Strengths: + The paper is well written. + The related work well categorizes and summarizes the previous work. + To provide theoretical analysis, the authors well explained the background of NTK theory in a concise manner. + The visualization of Figure2 provides an motivation and insight. + The authors provide a simple experiment showing that a basic input mapping makes the composed NTK shift-invariant. Moreover, they showed that a Fourier feature mapping can be used to tune the composed kernel's width (high-frequency mapping can enable faster convergence). + The paper provides strong empirical evidence on various low-dimensional regression tasks.

Weaknesses: Cannot find critical weakness

Correctness: The arguments and experiments are solid.

Clarity: The paper is easy to follow and well written.

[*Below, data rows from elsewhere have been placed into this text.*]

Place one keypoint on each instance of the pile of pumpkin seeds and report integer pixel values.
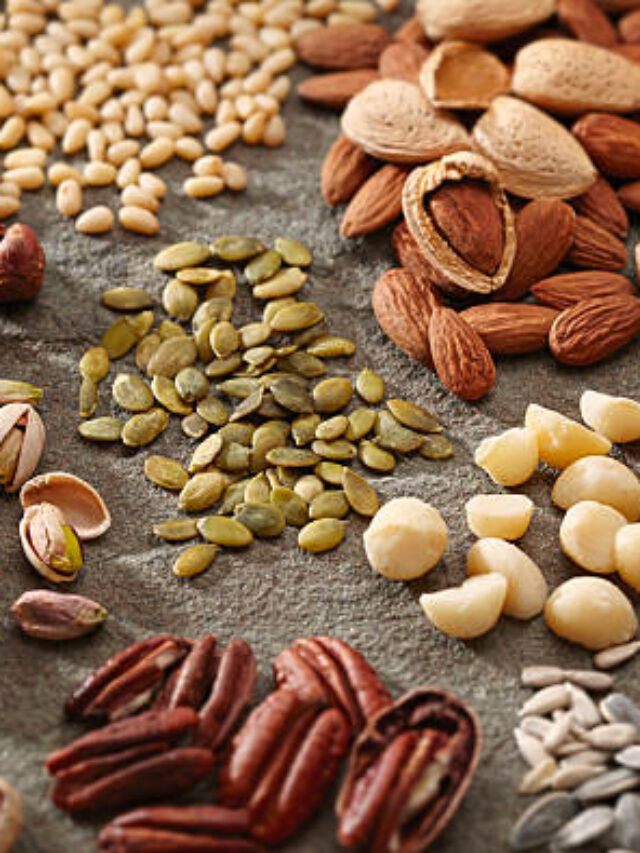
(276, 435)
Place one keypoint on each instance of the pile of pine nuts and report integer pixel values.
(120, 93)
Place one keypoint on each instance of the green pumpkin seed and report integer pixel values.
(202, 491)
(362, 497)
(370, 386)
(132, 393)
(375, 457)
(187, 254)
(322, 535)
(263, 519)
(225, 531)
(165, 472)
(293, 253)
(101, 429)
(436, 447)
(176, 529)
(292, 505)
(331, 395)
(413, 416)
(284, 283)
(330, 346)
(234, 247)
(194, 560)
(144, 428)
(94, 365)
(126, 299)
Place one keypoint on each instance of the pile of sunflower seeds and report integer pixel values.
(276, 434)
(581, 740)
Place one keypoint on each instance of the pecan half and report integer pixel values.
(409, 770)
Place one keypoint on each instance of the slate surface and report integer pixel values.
(272, 593)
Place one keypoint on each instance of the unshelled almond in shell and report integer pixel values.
(460, 356)
(595, 329)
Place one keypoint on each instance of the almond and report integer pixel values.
(612, 142)
(342, 48)
(346, 167)
(377, 203)
(535, 155)
(403, 305)
(571, 77)
(586, 21)
(563, 291)
(544, 233)
(601, 204)
(509, 328)
(594, 329)
(596, 248)
(460, 356)
(334, 91)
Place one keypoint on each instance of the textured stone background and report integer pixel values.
(272, 593)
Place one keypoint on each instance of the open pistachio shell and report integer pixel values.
(81, 505)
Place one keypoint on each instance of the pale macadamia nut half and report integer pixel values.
(587, 534)
(467, 611)
(602, 479)
(592, 612)
(406, 539)
(499, 516)
(560, 440)
(510, 458)
(526, 587)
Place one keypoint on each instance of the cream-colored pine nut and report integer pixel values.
(69, 198)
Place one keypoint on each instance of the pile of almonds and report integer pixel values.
(498, 194)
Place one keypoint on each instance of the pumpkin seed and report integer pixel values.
(224, 531)
(165, 472)
(393, 436)
(176, 529)
(370, 386)
(126, 299)
(165, 392)
(375, 457)
(361, 495)
(331, 395)
(186, 254)
(101, 429)
(94, 364)
(263, 519)
(292, 252)
(194, 560)
(321, 535)
(132, 393)
(202, 491)
(283, 283)
(236, 248)
(144, 428)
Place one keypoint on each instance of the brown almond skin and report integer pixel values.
(544, 233)
(596, 248)
(612, 142)
(334, 91)
(343, 48)
(377, 203)
(460, 356)
(563, 291)
(602, 206)
(509, 328)
(594, 329)
(346, 167)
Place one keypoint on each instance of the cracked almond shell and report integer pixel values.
(392, 120)
(536, 157)
(438, 252)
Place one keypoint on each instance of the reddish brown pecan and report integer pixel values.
(409, 770)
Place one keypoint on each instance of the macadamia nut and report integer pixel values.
(406, 539)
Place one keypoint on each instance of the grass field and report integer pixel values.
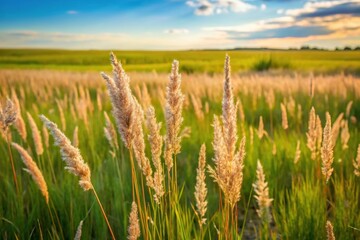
(192, 61)
(303, 201)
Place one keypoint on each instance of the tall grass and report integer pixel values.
(150, 198)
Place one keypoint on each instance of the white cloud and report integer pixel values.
(206, 7)
(280, 11)
(72, 12)
(196, 40)
(313, 6)
(177, 31)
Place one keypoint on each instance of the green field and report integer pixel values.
(191, 61)
(302, 199)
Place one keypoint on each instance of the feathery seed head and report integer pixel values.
(134, 227)
(173, 115)
(70, 155)
(329, 231)
(36, 135)
(8, 115)
(262, 194)
(200, 187)
(78, 231)
(156, 142)
(33, 170)
(356, 163)
(327, 150)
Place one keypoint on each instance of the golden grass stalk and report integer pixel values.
(197, 105)
(284, 121)
(21, 127)
(139, 144)
(329, 231)
(8, 115)
(110, 132)
(261, 130)
(345, 134)
(229, 116)
(311, 86)
(274, 150)
(156, 142)
(45, 136)
(228, 172)
(75, 163)
(36, 135)
(270, 98)
(314, 134)
(134, 227)
(335, 130)
(200, 187)
(121, 99)
(78, 231)
(327, 150)
(75, 142)
(356, 163)
(262, 194)
(61, 113)
(19, 123)
(99, 101)
(348, 109)
(173, 118)
(33, 170)
(297, 152)
(70, 155)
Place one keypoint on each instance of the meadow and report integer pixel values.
(281, 156)
(317, 61)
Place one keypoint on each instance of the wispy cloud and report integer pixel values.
(315, 20)
(72, 12)
(177, 31)
(206, 8)
(197, 40)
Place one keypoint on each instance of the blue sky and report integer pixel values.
(178, 24)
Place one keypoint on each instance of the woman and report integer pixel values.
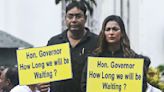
(114, 42)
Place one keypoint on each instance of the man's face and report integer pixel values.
(75, 19)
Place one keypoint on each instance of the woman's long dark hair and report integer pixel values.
(125, 43)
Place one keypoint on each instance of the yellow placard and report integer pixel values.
(114, 74)
(44, 64)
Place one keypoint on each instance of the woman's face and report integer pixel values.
(112, 32)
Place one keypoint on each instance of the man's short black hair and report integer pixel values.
(80, 5)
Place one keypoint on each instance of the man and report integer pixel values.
(9, 79)
(82, 42)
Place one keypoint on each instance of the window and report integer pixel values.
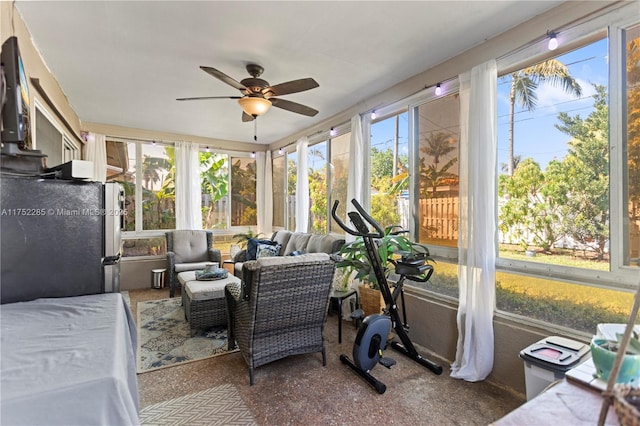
(389, 170)
(317, 164)
(156, 174)
(214, 188)
(292, 179)
(278, 186)
(438, 148)
(553, 151)
(243, 191)
(632, 73)
(228, 192)
(146, 171)
(339, 177)
(567, 179)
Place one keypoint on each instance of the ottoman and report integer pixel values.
(203, 301)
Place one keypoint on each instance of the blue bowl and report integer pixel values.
(603, 360)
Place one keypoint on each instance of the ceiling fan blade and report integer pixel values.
(294, 86)
(293, 107)
(223, 77)
(199, 98)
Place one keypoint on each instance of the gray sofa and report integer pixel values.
(301, 242)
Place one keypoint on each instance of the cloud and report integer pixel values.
(553, 99)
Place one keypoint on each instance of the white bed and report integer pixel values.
(68, 361)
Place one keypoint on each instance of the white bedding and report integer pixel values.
(68, 361)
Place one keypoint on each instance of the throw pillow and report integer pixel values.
(267, 250)
(252, 247)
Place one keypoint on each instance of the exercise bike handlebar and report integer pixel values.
(358, 219)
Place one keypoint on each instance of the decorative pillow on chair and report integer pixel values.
(252, 247)
(268, 250)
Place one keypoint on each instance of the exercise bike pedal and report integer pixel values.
(387, 362)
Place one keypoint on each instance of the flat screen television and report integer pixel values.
(15, 108)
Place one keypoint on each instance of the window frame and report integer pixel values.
(612, 25)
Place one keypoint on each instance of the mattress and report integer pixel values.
(68, 361)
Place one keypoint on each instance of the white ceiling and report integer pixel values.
(125, 62)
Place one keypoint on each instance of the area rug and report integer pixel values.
(220, 405)
(164, 338)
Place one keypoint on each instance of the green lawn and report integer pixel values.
(576, 306)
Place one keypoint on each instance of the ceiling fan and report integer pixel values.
(258, 95)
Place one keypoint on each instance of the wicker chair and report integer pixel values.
(280, 308)
(188, 251)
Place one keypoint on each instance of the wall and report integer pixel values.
(433, 322)
(568, 13)
(55, 100)
(433, 326)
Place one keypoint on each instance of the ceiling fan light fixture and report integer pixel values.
(254, 106)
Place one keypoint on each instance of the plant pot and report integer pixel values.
(604, 358)
(370, 299)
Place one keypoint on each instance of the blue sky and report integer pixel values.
(535, 134)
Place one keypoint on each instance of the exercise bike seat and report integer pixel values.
(387, 362)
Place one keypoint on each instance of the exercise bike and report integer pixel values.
(371, 339)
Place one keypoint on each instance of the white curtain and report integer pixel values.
(97, 153)
(477, 236)
(188, 196)
(358, 167)
(302, 188)
(264, 192)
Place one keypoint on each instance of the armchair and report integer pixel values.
(280, 308)
(188, 251)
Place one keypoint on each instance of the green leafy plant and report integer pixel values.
(391, 247)
(242, 238)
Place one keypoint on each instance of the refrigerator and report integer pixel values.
(59, 238)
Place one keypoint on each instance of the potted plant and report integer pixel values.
(357, 265)
(242, 238)
(603, 353)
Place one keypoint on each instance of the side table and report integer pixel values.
(339, 296)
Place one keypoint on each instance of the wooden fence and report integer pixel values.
(439, 217)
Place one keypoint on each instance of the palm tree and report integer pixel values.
(152, 168)
(523, 91)
(438, 145)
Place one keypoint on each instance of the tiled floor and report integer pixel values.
(299, 390)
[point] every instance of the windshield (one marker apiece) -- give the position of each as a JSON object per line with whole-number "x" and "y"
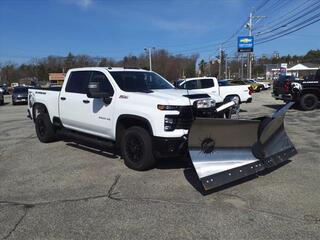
{"x": 20, "y": 90}
{"x": 134, "y": 81}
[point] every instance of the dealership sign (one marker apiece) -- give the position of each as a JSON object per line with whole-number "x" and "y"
{"x": 283, "y": 69}
{"x": 245, "y": 44}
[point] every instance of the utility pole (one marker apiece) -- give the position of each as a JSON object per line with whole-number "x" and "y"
{"x": 149, "y": 53}
{"x": 241, "y": 67}
{"x": 220, "y": 61}
{"x": 226, "y": 66}
{"x": 250, "y": 28}
{"x": 249, "y": 71}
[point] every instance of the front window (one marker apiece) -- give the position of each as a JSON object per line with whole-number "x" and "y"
{"x": 20, "y": 90}
{"x": 134, "y": 81}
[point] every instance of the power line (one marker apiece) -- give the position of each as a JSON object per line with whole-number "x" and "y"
{"x": 279, "y": 36}
{"x": 302, "y": 15}
{"x": 287, "y": 16}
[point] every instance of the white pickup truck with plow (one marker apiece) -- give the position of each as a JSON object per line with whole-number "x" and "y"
{"x": 146, "y": 118}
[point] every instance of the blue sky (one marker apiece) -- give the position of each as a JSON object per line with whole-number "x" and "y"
{"x": 38, "y": 28}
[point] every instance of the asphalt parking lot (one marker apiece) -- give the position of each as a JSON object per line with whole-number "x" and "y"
{"x": 63, "y": 190}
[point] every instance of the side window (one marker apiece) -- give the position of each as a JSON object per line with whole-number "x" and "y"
{"x": 191, "y": 84}
{"x": 78, "y": 82}
{"x": 105, "y": 85}
{"x": 207, "y": 83}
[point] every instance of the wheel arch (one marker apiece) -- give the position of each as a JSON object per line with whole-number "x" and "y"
{"x": 232, "y": 95}
{"x": 126, "y": 121}
{"x": 312, "y": 91}
{"x": 38, "y": 108}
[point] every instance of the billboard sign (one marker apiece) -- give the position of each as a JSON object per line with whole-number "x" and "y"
{"x": 283, "y": 69}
{"x": 245, "y": 44}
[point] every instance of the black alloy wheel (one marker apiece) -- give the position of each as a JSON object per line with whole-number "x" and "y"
{"x": 136, "y": 149}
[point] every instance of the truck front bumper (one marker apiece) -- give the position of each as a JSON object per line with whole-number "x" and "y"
{"x": 284, "y": 97}
{"x": 169, "y": 147}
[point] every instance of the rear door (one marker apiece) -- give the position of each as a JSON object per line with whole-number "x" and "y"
{"x": 79, "y": 112}
{"x": 73, "y": 111}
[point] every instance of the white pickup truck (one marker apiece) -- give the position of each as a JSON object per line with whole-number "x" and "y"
{"x": 146, "y": 118}
{"x": 138, "y": 110}
{"x": 211, "y": 86}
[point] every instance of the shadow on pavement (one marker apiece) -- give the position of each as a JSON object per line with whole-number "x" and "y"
{"x": 192, "y": 178}
{"x": 274, "y": 106}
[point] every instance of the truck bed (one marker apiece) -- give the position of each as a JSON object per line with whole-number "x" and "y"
{"x": 47, "y": 97}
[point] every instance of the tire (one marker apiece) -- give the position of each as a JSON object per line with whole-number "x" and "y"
{"x": 45, "y": 130}
{"x": 136, "y": 149}
{"x": 309, "y": 102}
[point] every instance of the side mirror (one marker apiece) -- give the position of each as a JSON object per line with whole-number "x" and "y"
{"x": 94, "y": 91}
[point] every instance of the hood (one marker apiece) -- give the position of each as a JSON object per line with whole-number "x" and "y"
{"x": 20, "y": 94}
{"x": 169, "y": 96}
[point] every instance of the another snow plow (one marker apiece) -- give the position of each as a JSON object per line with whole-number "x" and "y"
{"x": 226, "y": 150}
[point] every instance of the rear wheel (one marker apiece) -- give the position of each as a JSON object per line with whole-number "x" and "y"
{"x": 136, "y": 149}
{"x": 44, "y": 128}
{"x": 308, "y": 102}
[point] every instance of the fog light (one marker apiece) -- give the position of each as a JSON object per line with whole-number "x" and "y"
{"x": 206, "y": 103}
{"x": 169, "y": 123}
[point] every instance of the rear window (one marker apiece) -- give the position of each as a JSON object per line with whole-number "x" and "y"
{"x": 78, "y": 82}
{"x": 206, "y": 83}
{"x": 20, "y": 90}
{"x": 286, "y": 78}
{"x": 198, "y": 84}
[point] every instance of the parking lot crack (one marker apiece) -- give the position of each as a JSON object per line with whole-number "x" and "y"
{"x": 25, "y": 211}
{"x": 111, "y": 191}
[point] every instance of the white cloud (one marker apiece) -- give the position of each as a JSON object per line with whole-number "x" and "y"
{"x": 176, "y": 26}
{"x": 81, "y": 3}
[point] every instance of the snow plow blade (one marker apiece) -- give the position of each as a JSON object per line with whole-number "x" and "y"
{"x": 226, "y": 150}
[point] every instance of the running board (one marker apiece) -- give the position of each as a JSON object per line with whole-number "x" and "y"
{"x": 226, "y": 150}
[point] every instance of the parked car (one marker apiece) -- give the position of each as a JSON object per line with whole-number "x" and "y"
{"x": 305, "y": 93}
{"x": 146, "y": 118}
{"x": 20, "y": 95}
{"x": 1, "y": 97}
{"x": 4, "y": 87}
{"x": 265, "y": 85}
{"x": 256, "y": 87}
{"x": 216, "y": 89}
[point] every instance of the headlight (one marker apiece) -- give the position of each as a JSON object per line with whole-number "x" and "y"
{"x": 236, "y": 100}
{"x": 168, "y": 107}
{"x": 205, "y": 103}
{"x": 169, "y": 123}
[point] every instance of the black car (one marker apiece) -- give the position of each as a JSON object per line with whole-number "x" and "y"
{"x": 20, "y": 95}
{"x": 1, "y": 98}
{"x": 305, "y": 93}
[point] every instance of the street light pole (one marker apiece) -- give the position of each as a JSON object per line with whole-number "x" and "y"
{"x": 250, "y": 28}
{"x": 150, "y": 53}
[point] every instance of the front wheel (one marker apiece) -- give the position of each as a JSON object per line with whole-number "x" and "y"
{"x": 136, "y": 149}
{"x": 309, "y": 102}
{"x": 44, "y": 128}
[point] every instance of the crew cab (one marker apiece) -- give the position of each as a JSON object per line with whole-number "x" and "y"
{"x": 305, "y": 93}
{"x": 137, "y": 110}
{"x": 220, "y": 92}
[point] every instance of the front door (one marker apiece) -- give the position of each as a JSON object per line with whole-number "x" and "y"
{"x": 79, "y": 112}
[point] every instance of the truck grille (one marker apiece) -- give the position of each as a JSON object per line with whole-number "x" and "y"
{"x": 184, "y": 119}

Relation to Prior Work: The related work section well describes the distinct points from previous works.

Reproducibility: Yes

Additional Feedback: Based on the NTK theory, the authors provide a theoretical analysis on why the simple Fourier feature mapping can enhance the coordinate-based MLP significantly. The simple experiments and corresponding figures makes the reader easy to follow the main flow and concept. The experimental results shows the effectiveness of the proposals. --After rebuttal -- I will keep my initial rating.

Review 4

Summary and Contributions: This paper analyzes the theoretical properties of using Fourier Features to replace raw coordinates as input features to a neural tangent kernel (NTK). It also empirically proves the advantages on MLPs of doing so for toy functions, as well as a few image regression tasks. ====== Update after author responses ====== Appreciate the careful responses to my concerns. I think most of them are well addressed. Also I'd encourage the authors to incorporate such discussions into the final version to bring more clarity to the future audience. I'd raise my rating from 6 to 7.

Strengths: The theoretical analysis of Fourier features on NTK seems sound, although I haven't read the equations closely. Experiments clearly show the advantage of Fourier features.

Weaknesses: 1. How Fourier features accelerate NTK convergence in the high-frequency range? Did I overlook something or it's not analyzed? This is an essential theoretical support to the merits of Fourier features. 2. The theory part is limited to the behavior on NTK. I understand analyzing Fourier features on MLPs is highly difficult, but I'm a bit worried there would be a significant gap between NTK and the actual behavior of MLPs (although they are asymptotically equivalent). 3. Examples in Section 5 are limited to 1D functions, which are a bit toyish.

Correctness: The claims seem correct, and are well supported by experiments.

Clarity: In general this paper is well written. But sections 4 and 5 could be revised to make the logical flow clearer.

Relation to Prior Work: Prior work is properly mentioned and related.

Reproducibility: Yes

Additional Feedback: Suggest to put more visualizations, e.g. reconstructed images (could put in appendix). Failed cases are welcome.